Check if target is in the sorted left half:
target = 3, range = [0, 1)
3 is not in the range [0, 1), so search in the right half.

Update left = mid + 1:
nums = [4,5,6,7,0,1,2], target = 3
                    ^
                 left,right,mid
                    (6)

Compare nums[mid] = 2 with target = 3:
2 != 3, so we need to determine which half to search in.

Since left == right, there's only one element left to check.
nums[mid] = 2 != target = 3, so the target is not found.

Return -1.

Edge Cases and Optimizations

  • Single Element: If the array has only one element, check if it's the target and return accordingly.
  • Not Rotated: If the array is not rotated (or rotated n times), standard binary search will work.
  • Target Not in Array: If the target is not in the array, the function will return -1.

Common Mistakes

  1. Incorrect comparison for determining which half is sorted: Make sure to use nums[left] <= nums[mid] to check if the left half is sorted, not just nums[left] < nums[mid]. This is important for handling cases where the array has duplicate elements.
  2. Incorrect range check for determining if the target is in the sorted half: Be careful with the range checks.
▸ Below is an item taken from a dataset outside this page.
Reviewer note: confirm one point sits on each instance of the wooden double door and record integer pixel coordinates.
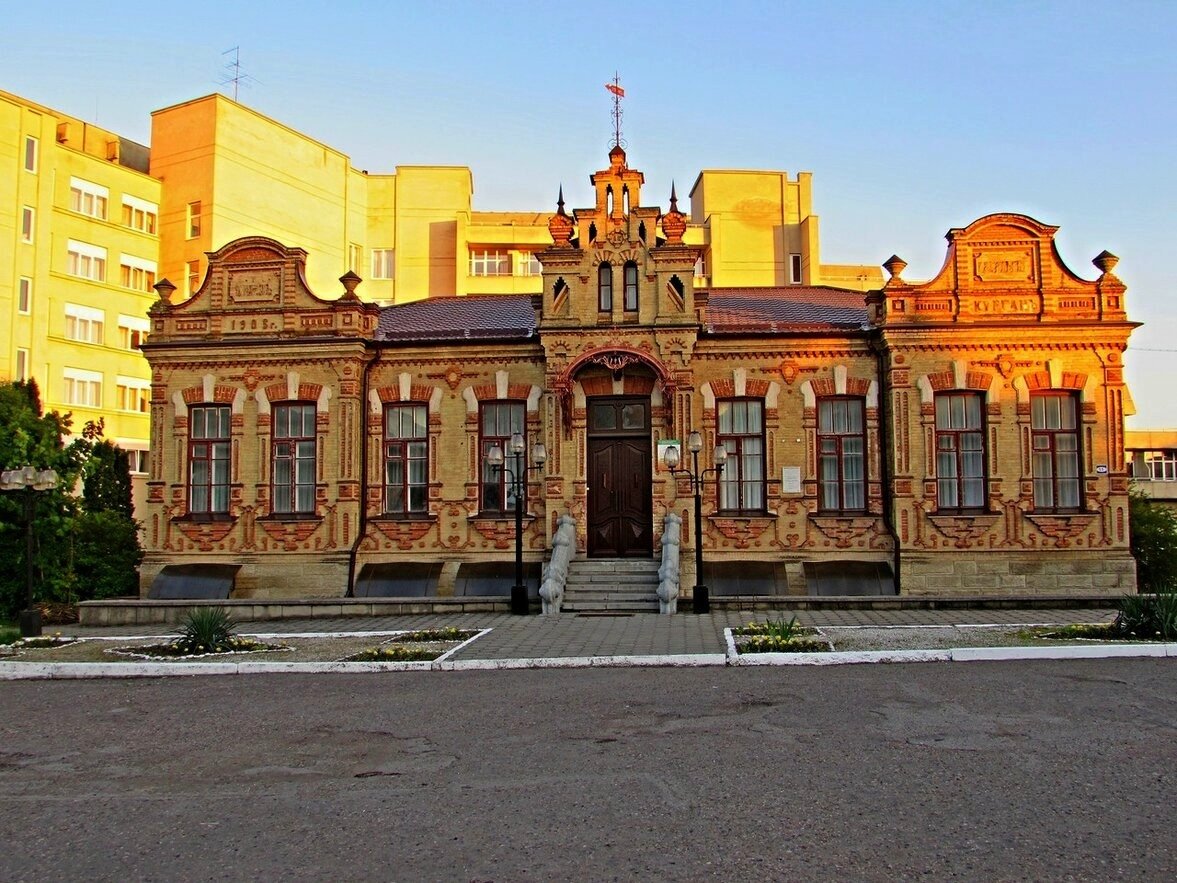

For the left half, use nums[left] <= target < nums[mid]. For the right half, use nums[mid] < target <= nums[right].
  3. Not handling the case where the middle element is the target: Always check if nums[mid] == target before determining which half to search in.

Related Problems

  1. Find Minimum in Rotated Sorted Array: Find the minimum element in a rotated sorted array.
  2. Search in Rotated Sorted Array II: Search in a rotated sorted array that may contain duplicates.
  3. Find First and Last Position of Element in Sorted Array: Find the starting and ending position of a given target value in a sorted array.
  4. Search Insert Position: Find the index where a target would be inserted in a sorted array.